A couple things I want to remember:
We go to the grocery story once a week. That’s it. If we forget something or it’s out of stock, we’ll try and remember it the next week. The stores list what is out of stock on a board outside the store so you don’t have to waste time searching the store.
My car is on the same tank of gas since it was filled after spring break.
I had to buy yeast in bulk online because we were running out and no stores had it in stock. I can not be stuck at home and not be making bread. Our friends and neighbors are very well stocked with yeast if anyone needs any!
We are doing online school. It’s a little bit of a joke because nothing is counting towards their grade – everything is really optional. For my sanity, we’re doing school even if their teachers haven’t sent anything over. It has been a great opportunity to see what areas my kids can use enrichment. And thank heavens for Khan academy (math) – that website is saving us right now. And I always joked about common core math and now that I’m teaching my kids and I watched my third grader spend 1 minute on a math problem, grouping and adding and regrouping and adding new numbers…you better believe I taught him to carry the one and his life is forever changed. That 1 minute problem is now cut to less than 8 seconds! 🙂 I’m sure his teachers are going to love me when they go back next year!
Life has normalized in a weird way. It’s normal that we’re all together ALL THE TIME. It’s normal that no one is asking to play with friends or heading off to sports. Steve is loving this aspect of our current situation – I tell him this is exactly what summer in Idaho is. There’s a reason we love it so much.
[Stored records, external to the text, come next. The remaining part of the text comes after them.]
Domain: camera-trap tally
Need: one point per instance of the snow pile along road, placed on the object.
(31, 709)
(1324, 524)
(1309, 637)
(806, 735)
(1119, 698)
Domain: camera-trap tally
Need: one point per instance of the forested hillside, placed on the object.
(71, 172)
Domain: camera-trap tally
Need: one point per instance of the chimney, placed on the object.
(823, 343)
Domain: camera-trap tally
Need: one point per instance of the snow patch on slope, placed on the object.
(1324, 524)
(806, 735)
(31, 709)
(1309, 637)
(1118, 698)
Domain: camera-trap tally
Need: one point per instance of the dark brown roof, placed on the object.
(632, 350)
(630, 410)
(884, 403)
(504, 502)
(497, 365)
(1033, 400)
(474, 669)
But we also love returning home and seeing friends and sports and everything else that comes with life.
I don’t think we’re alone in lamenting the fact that we have all this free time and no where to go. Yes, we would love to take the family to Zion National Park or the Grand Canyon. But they’re closed. This would be a perfect time to roadtrip to see family and friends or see the country – but that’s not an option.
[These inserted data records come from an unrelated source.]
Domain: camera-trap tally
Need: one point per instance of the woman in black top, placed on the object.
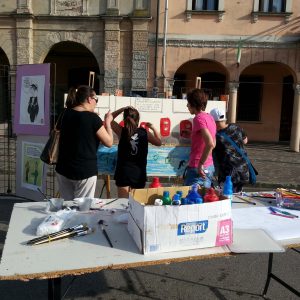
(132, 151)
(80, 134)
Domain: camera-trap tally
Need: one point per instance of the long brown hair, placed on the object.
(197, 99)
(131, 121)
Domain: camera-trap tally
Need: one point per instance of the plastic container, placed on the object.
(166, 198)
(193, 196)
(158, 202)
(211, 196)
(155, 183)
(176, 199)
(184, 201)
(55, 204)
(228, 188)
(84, 203)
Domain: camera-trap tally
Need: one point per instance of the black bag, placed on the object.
(252, 174)
(252, 170)
(50, 152)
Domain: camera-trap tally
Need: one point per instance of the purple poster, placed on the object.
(32, 100)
My work has tapered off considerably and it’s a little weird not having a full plate of things I have to design. Of course with my new job as a school teacher its perfect timing.
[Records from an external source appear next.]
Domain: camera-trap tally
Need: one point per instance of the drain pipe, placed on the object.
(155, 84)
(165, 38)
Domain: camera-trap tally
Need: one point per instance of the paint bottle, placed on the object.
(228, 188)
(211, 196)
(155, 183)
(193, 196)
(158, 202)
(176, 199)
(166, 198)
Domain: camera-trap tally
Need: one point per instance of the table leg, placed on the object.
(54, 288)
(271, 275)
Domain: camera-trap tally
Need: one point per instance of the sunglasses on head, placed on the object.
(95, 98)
There are times it’s a little lonely. Hard to imagine a house full of people and still feeling lonely, but it’s true. And knowing my friends and family members are probably sitting in their homes feeling the same way is hard. I don’t necessarily love groups and socializing but I’m recognizing the strength I draw from my inner circle. I find strength in our “village” and I really miss them.
The days go surprisingly fast (and yet at the same time this has been the longest month of our lives!) There is never enough hours in the day to do everything we want to do. Some days its hiking. Other days it’s been drawing videos on youtube, or cooking, or sports outside, or stop motion videos, or cleaning, or face timing friends and family. We have not been bored.
One of the largest rewards that I’m recognizing is our relationships as a family. Yes, there is still fighting. But for the amount of time we’ve spent together the fighting has been minimal. Instead they play games and jump on the tramp and make treasure hunts for each other. We’ve gone from running a hundred different directions to being home and present and it has its advantages.
And as great as some of this has been…I still ask myself every day, “How much longer can this go on?” We had our first cancellation of our summer plans and it was hard to swallow. It makes me wonder how many more things will end up on the cancellation list. When this first started, never in a million years did I think summer would be affected. And yet, I’m now hearing of our city programs that have been cancelled through the summer and so many other events/venues closed indefinitely. And we have no idea when we’ll meet for church again with our neighbors.
So many changes. So many challenges. Thinking about it makes my head hurt. We’re taking it one day at a time.